Drs. Tschannen and Anderson share several best practices that can help you tailor pressure-injury prevention efforts to individual patients:
• Empowered nurses. You can’t underestimate the role nurses play is the prevention of pressure injuries, says Dr. Tschannen, who believes some prevention protocols don’t necessarily give OR nurses the autonomy they
need to successfully address the issue at the point of care. “They’re the ones who are there, doing the assessments and implementing the interventions,” she says.
• Thorough assessments. One of the primary ways to empower your nurses is to provide them with the right tools to conduct more thorough assessments that account for the broad range of factors that put patients at an increased risk
for a pressure injury. The assessment process is crucial, whether you use the Scott Triggers Scale, the CMUNRO scale or the PIPM. “Surgical patients are three times more likely to develop a pressure injury than non-surgical patients.
This in combination with the presence of multiple comorbidities or chronic conditions makes them 13 times more likely to develop an injury,” says Dr. Tschannen. “However, at many outpatient facilities, these additional risk
factors aren’t accounted for properly. What we’re trying to achieve is a more personalized predictive model.”
Simply looking at skin pressure and tissue profusion might not be enough, says Dr. Tschannen. “If you have a patient coming in for a procedure, are you capturing information around their comorbidities? Are you thinking about the type
of surgery and the amount of time they’ll be on the OR table? Are you thinking about padding potential pressure points to protect the skin?”
• Tailored interventions. By accounting for multiple risk factors, you’ll be able to preemptively react to mitigate patients’ pressure injury risk factors. One example Dr. Tschannen offers is the patient with an extremely
low BMI, which tends to get less focus than patients with high BMIs. “If a patient has a very low BMI, consider how you would pad that patient during the intraoperative phase to protect their bony prominences.” One caution
when it comes to padding patients: Avoid overdoing it. “Too much padding can increase the interface pressure or cause the body to be out of alignment,” says Dr. Anderson.
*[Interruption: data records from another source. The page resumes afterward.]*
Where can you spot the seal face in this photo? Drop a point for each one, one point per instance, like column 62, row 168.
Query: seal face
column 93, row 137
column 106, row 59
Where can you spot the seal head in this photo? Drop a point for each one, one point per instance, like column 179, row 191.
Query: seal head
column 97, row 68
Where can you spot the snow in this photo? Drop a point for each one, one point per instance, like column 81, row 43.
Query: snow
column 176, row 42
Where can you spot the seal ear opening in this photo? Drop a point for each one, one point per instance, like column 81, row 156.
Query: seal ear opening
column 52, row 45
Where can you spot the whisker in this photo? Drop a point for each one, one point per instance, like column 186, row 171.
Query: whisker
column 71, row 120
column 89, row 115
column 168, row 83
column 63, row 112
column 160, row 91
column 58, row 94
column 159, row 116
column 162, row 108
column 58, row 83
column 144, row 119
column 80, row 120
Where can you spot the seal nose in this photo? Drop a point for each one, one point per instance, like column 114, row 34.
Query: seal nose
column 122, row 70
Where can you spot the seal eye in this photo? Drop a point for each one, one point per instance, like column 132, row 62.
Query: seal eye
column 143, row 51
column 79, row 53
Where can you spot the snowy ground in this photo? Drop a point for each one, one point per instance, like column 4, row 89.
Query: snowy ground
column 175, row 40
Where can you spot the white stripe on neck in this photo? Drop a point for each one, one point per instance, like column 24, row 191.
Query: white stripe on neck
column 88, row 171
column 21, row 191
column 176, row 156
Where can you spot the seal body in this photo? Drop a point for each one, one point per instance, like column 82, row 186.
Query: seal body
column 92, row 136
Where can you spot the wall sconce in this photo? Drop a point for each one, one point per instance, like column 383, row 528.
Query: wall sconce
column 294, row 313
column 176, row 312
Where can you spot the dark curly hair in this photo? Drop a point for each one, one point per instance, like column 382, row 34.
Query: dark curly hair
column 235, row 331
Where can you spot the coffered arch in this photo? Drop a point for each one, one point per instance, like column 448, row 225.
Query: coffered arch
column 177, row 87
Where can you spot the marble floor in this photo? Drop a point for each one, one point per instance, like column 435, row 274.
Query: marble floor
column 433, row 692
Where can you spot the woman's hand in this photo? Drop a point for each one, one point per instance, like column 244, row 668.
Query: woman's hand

• Continual surveillance. After the initial preoperative assessment, nurses must continue to closely monitor patients through the remainder of the perioperative process. “Surveillance is one of the major interventions we
have at our disposal,” says Dr. Anderson. “It’s that ability to say, ‘OK, we’ve got a red spot developing on the skin there. We need to watch that.’”
Dr. Anderson also notes that increased surveillance is especially important given the higher rates of pressure injuries she’s seen stemming from medical devices. According to the Joint Commission in 2018, medical device-related pressure
injuries accounted for more than 30% of hospital-acquired pressure injuries. A major culprit: oxygen tubing. In fact, research shows that oxygen tubing placed around the ears has long been associated with pressure injuries. It’s an injury that occurs frequently enough to be referred to as a “bedsore of the ear,” so providers must make it a point to regularly check this pressure-injury-prone
area on their patients and be ready to intervene before the issue occurs.
The vast majority of pressure injuries are preventable.
— Dana Tschannen, PhD, RN
• Evidence-based guidance. Foam and gel-based positioning aids are readily available, but it’s important to use only products that meet evidence-based standards. “Just because a new positioning aid has been developed
by a company doesn’t mean it meets all proper standards,” says Dr. Anderson.
The standards and protocols for pressure injury prevention can also change over time, says Dr. Anderson, who recommends that surgical leaders regularly review their facilities’ protocols and keep up with what the experts’ best
practices. “You need to follow the evidence and adhere to standard recommended practices,” she says.